Ramó monta sur scène, tremblant. « Mes enfants… c’est moi… votre père… »
Gabriel (le docteur Hernández) s'approcha. Il examina le dossier médical que Ramó portait sur lui.
« Papa », dit le docteur Gabriel. « J’ai vu votre nom sur la liste des patients qui ont besoin d’une greffe de rein dans mon hôpital. »
« Oui, mon fils ! » s'exclama Ramó, ravi. « Tu es le docteur ! Sauve-moi ! Opère-moi ! Je suis ton père ! »
Le docteur Gabriel sourit amèrement.
« Tu te souviens de 1995 ? » demanda Gabriel. « Quand maman t’a supplié de laisser l’argent pour nous acheter du lait. Mais tu l’as pris et tu es parti. »
« Comme je n’avais pas de lait, je suis tombée gravement malade. J’ai failli mourir de déshydratation. Maman a vendu son sang pour me guérir. »
Les autres frères s'approchèrent.
Juge Jua : « Selon la loi, l’enlèvement est un crime. Mais nous n’allons pas vous poursuivre. Car la vie vous a déjà puni bien plus sévèrement. »
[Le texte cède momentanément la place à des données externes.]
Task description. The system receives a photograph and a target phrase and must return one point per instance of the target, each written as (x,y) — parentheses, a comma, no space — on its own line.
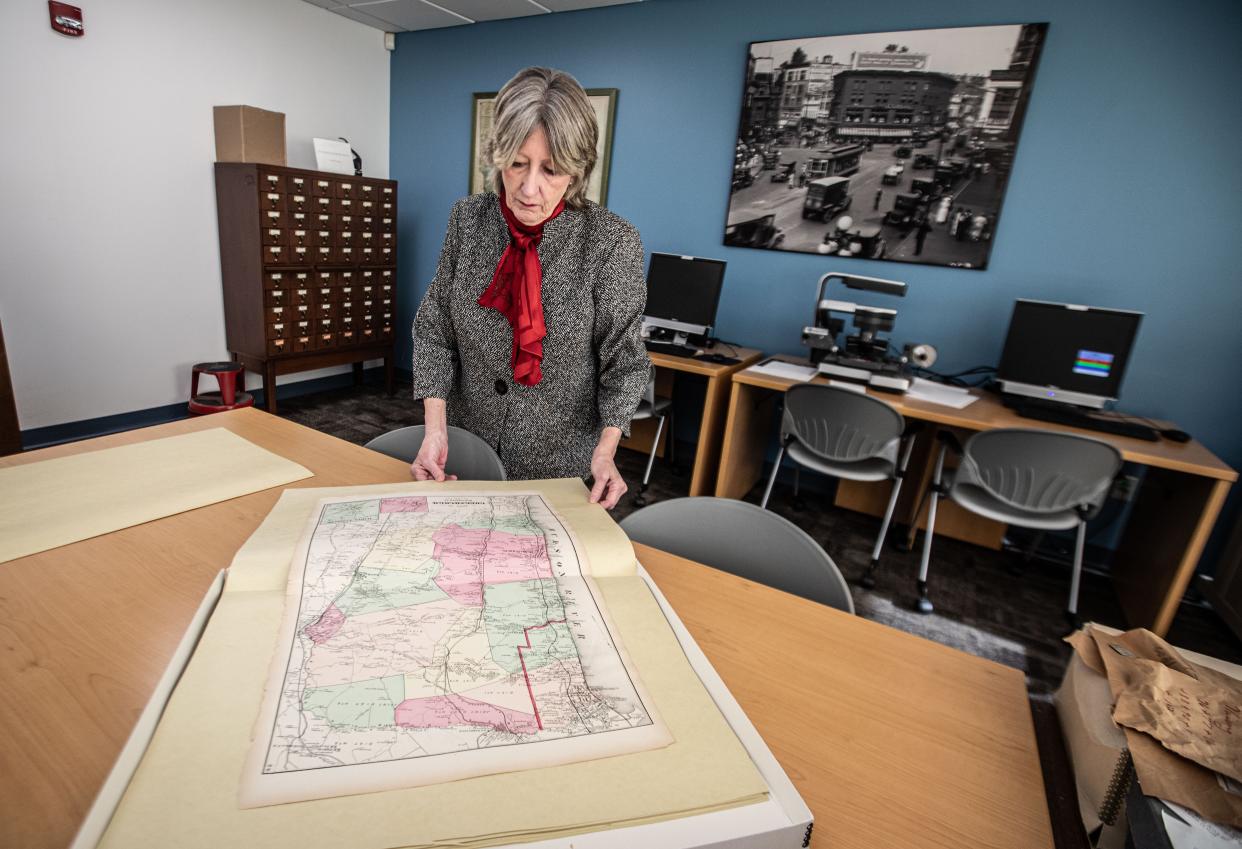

M. Francisco : « Vous me demandez de l'argent ? Je pourrais vous en donner des millions. Mais cet argent, c'est uniquement pour que vous croyiez en moi, mon ami, car sinon je n'allais rien vous donner. »
Père Pedro : « Je te pardonne, papa. Je prierai pour ton âme. Mais cela ne signifie pas que nous te laisserons à nouveau troubler la paix de maman. »
Gabriel s'est précipité vers son père.
« Papa, je suis le meilleur spécialiste pour ta maladie. Je suis le seul à pouvoir te sauver. »
Ramó s'est agenouillé. « S'il te plaît, mon fils… fais-le. »
Gabriel s'est cogné la tête.
« En tant que médecin, j'ai juré de guérir tout le monde. Je vais vous opérer. Je vais vous sauver la vie. »
Le visage de Ramó s'illumina. « Merci ! Merci, mon fils ! »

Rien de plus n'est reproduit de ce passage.